Mary Juanita DeLapp was born in Jacksonville, Illinois, in 1859, and was married to William Taylor Newland in 1875. She served on the local school board for sixteen years, founding the Huntington Beach Township's first parent-teacher organization in 1908. She was a charter member of the Huntington Beach Woman's Club and in 1939 was named "Woman of the Year" in recognition of her community service.

The Newlands moved from Illinois to California during the land boom of the 1880s. William purchased five-hundred acres of the former Rancho La Bolsa Chica in 1897, paying carpenters $2.50 per day to clear the land and begin construction of the Newlands' home. The Newlands moved into their home in the summer of 1898.

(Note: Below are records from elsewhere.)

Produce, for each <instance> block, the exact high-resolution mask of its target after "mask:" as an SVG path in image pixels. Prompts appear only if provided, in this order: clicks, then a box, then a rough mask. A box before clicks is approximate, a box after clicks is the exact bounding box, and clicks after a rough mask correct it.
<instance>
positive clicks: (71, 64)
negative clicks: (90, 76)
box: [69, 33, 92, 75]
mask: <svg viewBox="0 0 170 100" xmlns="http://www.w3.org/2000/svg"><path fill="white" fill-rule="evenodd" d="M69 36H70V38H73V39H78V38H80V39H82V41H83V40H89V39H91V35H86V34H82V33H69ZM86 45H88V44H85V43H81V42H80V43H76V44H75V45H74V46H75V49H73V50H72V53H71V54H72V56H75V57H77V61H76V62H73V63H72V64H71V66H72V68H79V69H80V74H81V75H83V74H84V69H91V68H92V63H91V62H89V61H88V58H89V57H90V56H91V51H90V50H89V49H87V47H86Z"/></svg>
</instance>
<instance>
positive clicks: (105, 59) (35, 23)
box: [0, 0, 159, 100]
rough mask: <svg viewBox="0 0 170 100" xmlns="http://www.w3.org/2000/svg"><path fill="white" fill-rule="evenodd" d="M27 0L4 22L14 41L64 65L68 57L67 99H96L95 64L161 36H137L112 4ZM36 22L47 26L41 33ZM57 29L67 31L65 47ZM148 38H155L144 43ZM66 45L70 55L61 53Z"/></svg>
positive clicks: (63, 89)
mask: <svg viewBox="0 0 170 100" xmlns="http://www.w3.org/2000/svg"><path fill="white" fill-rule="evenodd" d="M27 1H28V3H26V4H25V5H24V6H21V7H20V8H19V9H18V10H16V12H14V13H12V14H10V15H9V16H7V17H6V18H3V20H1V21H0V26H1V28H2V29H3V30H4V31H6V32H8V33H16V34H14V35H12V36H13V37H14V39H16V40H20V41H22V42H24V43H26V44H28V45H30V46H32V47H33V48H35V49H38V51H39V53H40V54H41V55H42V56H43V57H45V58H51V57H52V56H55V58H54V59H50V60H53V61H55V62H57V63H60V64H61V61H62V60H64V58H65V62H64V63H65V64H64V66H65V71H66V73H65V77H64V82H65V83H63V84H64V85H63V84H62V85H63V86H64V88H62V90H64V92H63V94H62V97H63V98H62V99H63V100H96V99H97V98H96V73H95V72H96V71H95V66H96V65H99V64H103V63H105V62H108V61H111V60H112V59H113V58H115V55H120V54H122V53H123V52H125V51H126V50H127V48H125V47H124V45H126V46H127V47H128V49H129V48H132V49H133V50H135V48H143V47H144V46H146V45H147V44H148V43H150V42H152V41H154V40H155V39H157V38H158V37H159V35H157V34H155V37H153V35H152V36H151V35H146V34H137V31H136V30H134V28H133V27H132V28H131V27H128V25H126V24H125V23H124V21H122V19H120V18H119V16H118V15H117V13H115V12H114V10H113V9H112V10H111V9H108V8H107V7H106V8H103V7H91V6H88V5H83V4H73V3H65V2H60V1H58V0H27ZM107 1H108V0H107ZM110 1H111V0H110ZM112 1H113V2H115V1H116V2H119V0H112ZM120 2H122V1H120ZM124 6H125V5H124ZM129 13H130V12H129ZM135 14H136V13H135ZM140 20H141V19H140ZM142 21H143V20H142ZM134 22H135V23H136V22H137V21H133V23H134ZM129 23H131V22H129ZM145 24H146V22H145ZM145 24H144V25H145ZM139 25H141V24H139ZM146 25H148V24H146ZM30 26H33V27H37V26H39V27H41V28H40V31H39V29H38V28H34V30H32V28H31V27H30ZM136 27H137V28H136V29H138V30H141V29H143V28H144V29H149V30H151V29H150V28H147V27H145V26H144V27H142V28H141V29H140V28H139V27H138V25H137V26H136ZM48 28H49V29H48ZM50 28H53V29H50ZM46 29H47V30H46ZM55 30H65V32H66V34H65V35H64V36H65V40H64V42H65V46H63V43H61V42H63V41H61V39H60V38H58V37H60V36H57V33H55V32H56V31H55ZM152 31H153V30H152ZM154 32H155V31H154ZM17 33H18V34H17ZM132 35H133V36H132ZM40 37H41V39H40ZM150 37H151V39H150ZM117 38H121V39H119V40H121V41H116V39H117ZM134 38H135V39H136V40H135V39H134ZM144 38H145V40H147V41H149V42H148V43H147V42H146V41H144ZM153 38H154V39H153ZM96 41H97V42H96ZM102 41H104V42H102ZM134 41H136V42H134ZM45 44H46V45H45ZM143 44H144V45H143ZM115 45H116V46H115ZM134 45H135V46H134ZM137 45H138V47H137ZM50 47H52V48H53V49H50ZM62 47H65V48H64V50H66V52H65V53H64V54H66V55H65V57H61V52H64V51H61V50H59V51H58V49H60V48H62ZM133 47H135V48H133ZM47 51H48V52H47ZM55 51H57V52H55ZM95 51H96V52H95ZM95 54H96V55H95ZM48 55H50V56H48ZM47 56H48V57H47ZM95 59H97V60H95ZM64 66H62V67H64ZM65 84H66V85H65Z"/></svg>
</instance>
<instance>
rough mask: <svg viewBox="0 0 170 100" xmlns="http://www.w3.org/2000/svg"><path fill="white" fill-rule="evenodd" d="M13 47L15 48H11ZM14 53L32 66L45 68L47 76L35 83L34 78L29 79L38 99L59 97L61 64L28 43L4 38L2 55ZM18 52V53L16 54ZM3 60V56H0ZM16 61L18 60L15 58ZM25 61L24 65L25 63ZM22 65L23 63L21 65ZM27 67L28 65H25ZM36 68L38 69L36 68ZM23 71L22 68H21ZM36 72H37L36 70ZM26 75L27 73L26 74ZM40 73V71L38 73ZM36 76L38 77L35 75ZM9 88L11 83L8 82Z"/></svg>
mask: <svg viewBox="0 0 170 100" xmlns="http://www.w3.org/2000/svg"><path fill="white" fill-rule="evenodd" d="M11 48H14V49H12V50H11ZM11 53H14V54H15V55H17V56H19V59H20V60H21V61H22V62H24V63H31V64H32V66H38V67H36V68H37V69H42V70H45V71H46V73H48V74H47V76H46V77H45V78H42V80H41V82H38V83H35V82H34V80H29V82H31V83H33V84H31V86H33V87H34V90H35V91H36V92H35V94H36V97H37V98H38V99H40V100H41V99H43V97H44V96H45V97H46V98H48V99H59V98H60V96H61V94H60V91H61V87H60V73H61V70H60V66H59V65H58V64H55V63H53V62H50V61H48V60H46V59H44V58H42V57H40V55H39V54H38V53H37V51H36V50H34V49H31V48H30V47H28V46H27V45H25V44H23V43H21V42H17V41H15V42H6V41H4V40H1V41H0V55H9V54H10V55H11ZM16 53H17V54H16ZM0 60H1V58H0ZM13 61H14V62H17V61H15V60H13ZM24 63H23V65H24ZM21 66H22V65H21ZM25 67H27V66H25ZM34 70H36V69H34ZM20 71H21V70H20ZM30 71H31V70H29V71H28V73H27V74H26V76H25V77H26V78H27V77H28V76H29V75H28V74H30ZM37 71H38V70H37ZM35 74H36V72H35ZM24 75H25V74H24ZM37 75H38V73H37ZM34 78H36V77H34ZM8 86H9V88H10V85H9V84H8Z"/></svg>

William Newland died of a heart attack on his ranch in 1933 at age 83. Mary Juanita DeLapp Newland continued to live in the home until her death in 1952, at the age of ninety-three. Ten Newland children were raised in the house and two born in the house.

== Huntington Beach Historical Society ==
The Huntington Beach Historical Society is responsible for the maintenance and improvements of the Newland House Museum. The Huntington Beach Historical Society's mission is to protect local history, and to promote and facilitate historical education and awareness. The Society annually awards the Order of the Newland Rose to honor a person who has been active in preserving heritage of Huntington Beach.

The Huntington Beach Historical Society organizes several annual events, including The Revolution, in Huntington Beach Central Park, an American Revolution reenactment; Civil War Days, an American Civil War reenactment in Huntington Beach Central Park, an annual joint event with the Historic Wintersburg Preservation Task Force, Holidays in Huntington Beach, an event that each year turns back the clock to reenact community holiday celebrations of 100 years ago.

The 2022 Board of Directors for the Huntington Beach Historical Society are President, Kelly Rivers; Vice President, Darrell Rivers; 2nd Vice President, Patrick Kreeger; Recording Secretary, David Kerner; Treasurer, Cindy Carr.